Barbeques, Braais & Firepits

Brick braais are perfect for a large patio. A braai is not a difficult project, and you should be able to complete it in a weekend.

Location

  • Locate the braai where it will be well-ventilated because you will be lighting a fire in it,
  • Leave ample space to the left and right of the braai for tables to place meat and spices, and for traffic in front of it. People love to stand in front of a braai!
  • It should go without saying - build your BBQ a safe distance from anything flammable (including your deck or fence!),
  • Locate the braai where the smoke won’t fill your house or annoy your neighbours.

Materials

  • Choose clay bricks that blends in with the surroundings - clay bricks are available in a wide rang eof colours and textures.
  • Ordinary clay brick can withstand heat up to 900 °C, so you don't need special "fire  bricks" or expensive "refractory bricks".
  • Clay bricks are dense, making them great insulators. This gives plenty of nice, even heat to cook on. People and nearby timber structures will be protected by clay masonry walls.
  • Concrete and mortar are poor insulators therefore you must choose fire-resistant mortar. Cement foundations will require a base layer of clay bricks or rocks to protect it from cracking.
  • Never use a concrete brick in a braai, fireplace or firepit. Concrete bricks are dried in the sun, and because they can contain air bubbles they can shatter or even explode when exposed to high temperatures.
  • Painted surfaces cannot withstand high temperatures (even high-temperature engine paints will not withstand the heat of a large fire.  Rather rely on the natural couring of clay bricks to provide an attractive, no-maintenance finish.

Sizing

  • Brick structures are adaptable in terms of sizing and height, so buy your grill set first and use this to determine the internal width of your brickwork.
  • Build your formation in a rectangular shape to bricklaying easier - structures that are symmetrical are much simpler.

Construction

  1. Level the ground before you start building.
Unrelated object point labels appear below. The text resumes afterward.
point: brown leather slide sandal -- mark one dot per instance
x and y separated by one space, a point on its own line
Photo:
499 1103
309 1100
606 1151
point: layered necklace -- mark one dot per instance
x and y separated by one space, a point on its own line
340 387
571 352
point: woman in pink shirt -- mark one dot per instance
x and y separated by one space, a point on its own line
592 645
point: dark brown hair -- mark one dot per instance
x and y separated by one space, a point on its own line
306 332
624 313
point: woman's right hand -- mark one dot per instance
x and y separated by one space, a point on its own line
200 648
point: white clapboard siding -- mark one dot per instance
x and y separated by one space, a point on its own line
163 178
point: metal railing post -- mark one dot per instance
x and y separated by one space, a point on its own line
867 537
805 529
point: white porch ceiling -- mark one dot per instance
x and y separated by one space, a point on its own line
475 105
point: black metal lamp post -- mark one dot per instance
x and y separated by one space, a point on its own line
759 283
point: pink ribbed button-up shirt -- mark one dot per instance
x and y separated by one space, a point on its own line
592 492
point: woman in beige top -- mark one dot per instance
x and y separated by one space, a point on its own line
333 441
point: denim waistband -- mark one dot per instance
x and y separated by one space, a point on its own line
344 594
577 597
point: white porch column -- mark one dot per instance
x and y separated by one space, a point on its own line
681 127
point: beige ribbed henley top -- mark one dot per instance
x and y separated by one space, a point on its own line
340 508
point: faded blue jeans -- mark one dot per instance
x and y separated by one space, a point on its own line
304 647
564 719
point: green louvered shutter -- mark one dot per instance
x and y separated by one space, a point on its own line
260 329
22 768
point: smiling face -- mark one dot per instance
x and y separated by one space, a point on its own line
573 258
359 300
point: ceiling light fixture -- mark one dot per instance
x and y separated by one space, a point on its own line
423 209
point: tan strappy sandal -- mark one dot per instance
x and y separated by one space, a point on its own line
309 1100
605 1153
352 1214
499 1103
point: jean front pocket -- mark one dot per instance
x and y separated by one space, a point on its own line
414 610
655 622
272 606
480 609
Dig into the ground at least 10cm. Once level, add a cement foundation and level again. If you do not lay down a foundation for your brick grill, it may become unsettled later from water, heat, and cold. This can cause your bricks to crack, making the whole grill unstable.
  2. As you are constructing the brick layers, use a level to be sure all sides are plumb. Having a side that is lower or higher than the others will cause your project to not only look odd, but it can cause damage later from the pressure or tilt.
  3. Leave 10cm of open space below the grill pan to allow air flow. The charcoal needs to have air flowing around it.
  4. Although you will be tempted to fire up your firepit as soon as it is built, please wait for seven to 10 days for mortar and cement to cure and harden before using. If you have a clay brick fit pit with no mortared joins, you do not need to wait - clay bricks are kiln-fired making them ceramic.